Milton Keynes Council (25 012 144)
Category : Planning > Planning applications
Decision : Closed after initial enquiries
Decision date : 02 Feb 2026
The Ombudsman's final decision:
Summary: We will not investigate Mrs X’s complaint about a grant of planning permission as we are unlikely to find fault.
The complaint
- Mrs X says the Council failed to follow its own policy and procedure in granting a planning permission for Site Y.

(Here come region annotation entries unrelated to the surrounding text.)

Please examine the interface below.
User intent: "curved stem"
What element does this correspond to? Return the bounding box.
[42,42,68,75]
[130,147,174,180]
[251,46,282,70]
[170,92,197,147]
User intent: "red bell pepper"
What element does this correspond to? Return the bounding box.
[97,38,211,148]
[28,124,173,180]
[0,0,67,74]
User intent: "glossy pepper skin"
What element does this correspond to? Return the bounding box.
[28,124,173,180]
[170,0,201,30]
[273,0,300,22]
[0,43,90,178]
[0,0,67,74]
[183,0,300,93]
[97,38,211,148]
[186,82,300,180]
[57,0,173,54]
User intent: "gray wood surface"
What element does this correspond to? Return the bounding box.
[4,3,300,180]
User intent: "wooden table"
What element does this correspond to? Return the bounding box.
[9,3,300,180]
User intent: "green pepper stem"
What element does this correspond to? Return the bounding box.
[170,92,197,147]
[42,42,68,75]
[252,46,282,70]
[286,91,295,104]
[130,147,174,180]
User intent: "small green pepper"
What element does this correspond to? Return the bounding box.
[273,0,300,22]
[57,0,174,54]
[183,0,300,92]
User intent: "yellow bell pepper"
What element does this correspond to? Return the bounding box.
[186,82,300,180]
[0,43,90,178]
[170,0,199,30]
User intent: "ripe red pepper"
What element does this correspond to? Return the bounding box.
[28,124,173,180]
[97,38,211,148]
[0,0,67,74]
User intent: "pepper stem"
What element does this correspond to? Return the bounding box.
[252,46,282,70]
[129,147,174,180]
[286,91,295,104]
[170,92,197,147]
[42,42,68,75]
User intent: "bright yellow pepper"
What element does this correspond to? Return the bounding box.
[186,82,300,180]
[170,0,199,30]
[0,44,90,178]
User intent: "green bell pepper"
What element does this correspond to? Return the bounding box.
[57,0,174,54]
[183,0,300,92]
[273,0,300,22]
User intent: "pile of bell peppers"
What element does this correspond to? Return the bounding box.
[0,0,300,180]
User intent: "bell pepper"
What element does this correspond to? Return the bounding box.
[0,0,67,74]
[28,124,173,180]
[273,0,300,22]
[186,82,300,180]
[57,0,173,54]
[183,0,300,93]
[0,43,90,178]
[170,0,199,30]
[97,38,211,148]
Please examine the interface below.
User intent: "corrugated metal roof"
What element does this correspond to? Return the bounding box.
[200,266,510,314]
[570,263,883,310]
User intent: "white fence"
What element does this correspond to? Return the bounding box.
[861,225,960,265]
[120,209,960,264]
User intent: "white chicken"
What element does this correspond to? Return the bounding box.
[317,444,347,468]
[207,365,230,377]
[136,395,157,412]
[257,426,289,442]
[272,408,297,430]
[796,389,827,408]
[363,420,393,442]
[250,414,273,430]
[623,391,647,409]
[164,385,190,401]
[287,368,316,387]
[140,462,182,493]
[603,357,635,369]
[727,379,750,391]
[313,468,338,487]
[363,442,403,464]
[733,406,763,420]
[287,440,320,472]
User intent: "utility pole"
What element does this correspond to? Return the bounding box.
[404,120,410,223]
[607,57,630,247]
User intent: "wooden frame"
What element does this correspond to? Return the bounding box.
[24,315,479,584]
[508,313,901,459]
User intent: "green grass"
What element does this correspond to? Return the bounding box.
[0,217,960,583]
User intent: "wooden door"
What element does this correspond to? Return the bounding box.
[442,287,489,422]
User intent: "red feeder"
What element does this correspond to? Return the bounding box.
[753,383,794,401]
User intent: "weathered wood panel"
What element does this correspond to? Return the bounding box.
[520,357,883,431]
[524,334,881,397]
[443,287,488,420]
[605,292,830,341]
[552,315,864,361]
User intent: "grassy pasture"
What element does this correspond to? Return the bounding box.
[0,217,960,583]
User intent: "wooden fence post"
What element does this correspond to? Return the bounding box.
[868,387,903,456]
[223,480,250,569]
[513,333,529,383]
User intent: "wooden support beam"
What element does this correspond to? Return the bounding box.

The Ombudsman’s role and powers
- We investigate complaints about ‘maladministration’ and ‘service failure’, which we call ‘fault’. We must also consider whether any fault has had an adverse impact on the person making the complaint, which we call ‘injustice’. We provide a free service, but must use public money carefully. We do not start or continue an investigation if we decide there is not enough evidence of fault to justify investigating. (Local Government Act 1974, section 24A(6), as amended, section 34(B))
How I considered this complaint
- I considered information provided by Mrs X which included the Council’s reply to her complaint.
- I considered the Ombudsman’s Assessment Code.
My assessment
- The Council granted a change of use for a site near Mrs X’s home in July 2025. She says the Council failed to follow its procedures properly. Her main issues are:
- the application should have been decided by a planning committee.
- amendments to the application should have been consulted on.
- the planning officer stated there were more parking spaces than available.
- The Council’s reply to her complaint covered these issues and others. It said:
- She had misunderstood the procedure for determining whether a planning application goes to a planning committee. In this case a councillor had not requested it did, as Mrs X believed would happen. And the planning officer decided the other ‘tests’ did not apply.
- The amendment was too minor to require a fresh round of consultation.
- The parking situation was such that it was possible for an extra car to park on the spaces, although if other cars then parked they would trap the extra one in.
Analysis
- The Ombudsman is not an appeal body. This means we do not take a second look at a decision to decide if it was wrong. Instead, we look at the processes an organisation followed to make its decision. If we consider it followed those processes correctly, we cannot question whether the decision was right or wrong, regardless of whether Mrs X disagrees with the Council’s decision.
- The Council has here clearly explained why it has followed its procedures properly. The decisions not to consult again, not to go to planning committee and parking spaces available are professional judgement decisions. It is unlikely we would find fault in how it took the decision.
Final decision
- We will not investigate Mrs X’s complaint because we are unlikely to find fault.